Note that he mentions the importance of joining hands with “the elements of the natural world.” In Buddhism, those elements are earth, water, fire, air and space—not just outer space, but the space between things.
The last thing I’ll say about the tradition of Tibetan Buddhism is this: The essential nature of the element of water is considered to be a Buddha—a female Buddha called Mamaki. So water is a sacred element in this system.
How do we hold hands with Mother Earth? What would be different if we talked about our springs not as “resources” or “recreational opportunities” but as Buddhas—as living natural systems? What if we told our stories about springs with reverence? What if we understood water as something that’s alive and sacred with which we exist in relationship, as something that deserves our care? Because for a lot of us, that’s what water is.
Can we hold hands with Mother Earth and with our priceless springs on a spiritual level? And what might change if we elevated our relationship and our stories in that way?
Closing Remarks
One last thing and then I want to close with couple of snippets from literature.
I think those of us who first encountered the springs, as I did in the middle of the 20th century, may be the last people who know what a healthy spring is supposed to look like. And I think it’s important that we document what our springs have meant to us.

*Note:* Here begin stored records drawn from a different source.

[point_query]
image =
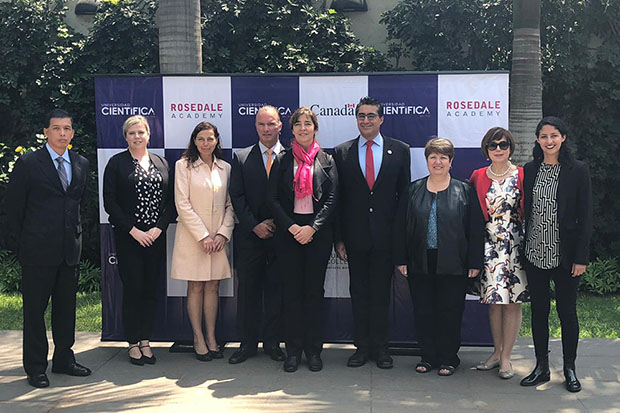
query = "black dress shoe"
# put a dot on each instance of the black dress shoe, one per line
(275, 353)
(202, 357)
(540, 374)
(384, 360)
(314, 362)
(38, 380)
(241, 355)
(358, 359)
(148, 360)
(572, 383)
(291, 364)
(72, 369)
(216, 354)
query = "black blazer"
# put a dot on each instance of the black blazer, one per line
(119, 192)
(249, 193)
(324, 186)
(574, 200)
(44, 220)
(367, 218)
(460, 228)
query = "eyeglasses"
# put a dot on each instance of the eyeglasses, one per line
(369, 116)
(503, 145)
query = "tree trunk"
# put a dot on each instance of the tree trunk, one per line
(180, 40)
(526, 77)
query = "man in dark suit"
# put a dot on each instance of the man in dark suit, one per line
(374, 174)
(258, 280)
(43, 211)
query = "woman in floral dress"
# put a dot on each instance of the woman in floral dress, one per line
(503, 283)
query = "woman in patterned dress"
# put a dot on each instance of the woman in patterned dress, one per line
(558, 221)
(138, 198)
(503, 283)
(205, 225)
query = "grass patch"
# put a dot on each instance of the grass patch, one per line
(599, 317)
(88, 312)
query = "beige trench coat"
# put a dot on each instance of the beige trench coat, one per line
(204, 208)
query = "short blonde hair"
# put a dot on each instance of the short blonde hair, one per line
(441, 146)
(134, 120)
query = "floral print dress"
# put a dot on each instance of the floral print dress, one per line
(503, 280)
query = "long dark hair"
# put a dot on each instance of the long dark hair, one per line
(566, 155)
(192, 154)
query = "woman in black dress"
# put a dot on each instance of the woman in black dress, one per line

So I encourage you to share your stories with your children and grandchildren and with as many other people as you can. Tell your stories, share your photos, make art, write music, honor our sacred springs with your creative gifts in whatever ways you choose. Document, document, document!
Here's a poetry snippet from “Life Chant” by Diane di Prima, who was in that cohort of American poets that includes Jack Kerouac and Gary Snyder:
may the wind deal kindly with us
may the fire remember our names
may springs flow, rain fall again
may the land grow green, may it swallow our mistakes
And this is a favorite, from the novelist Charles Frazier:
The spring rose up from its deep source and smelled of wet earth and the stones at the center of the world. Whatever you believe, and whatever God you pray to, a place where clean water rises from the earth is in some way sacred.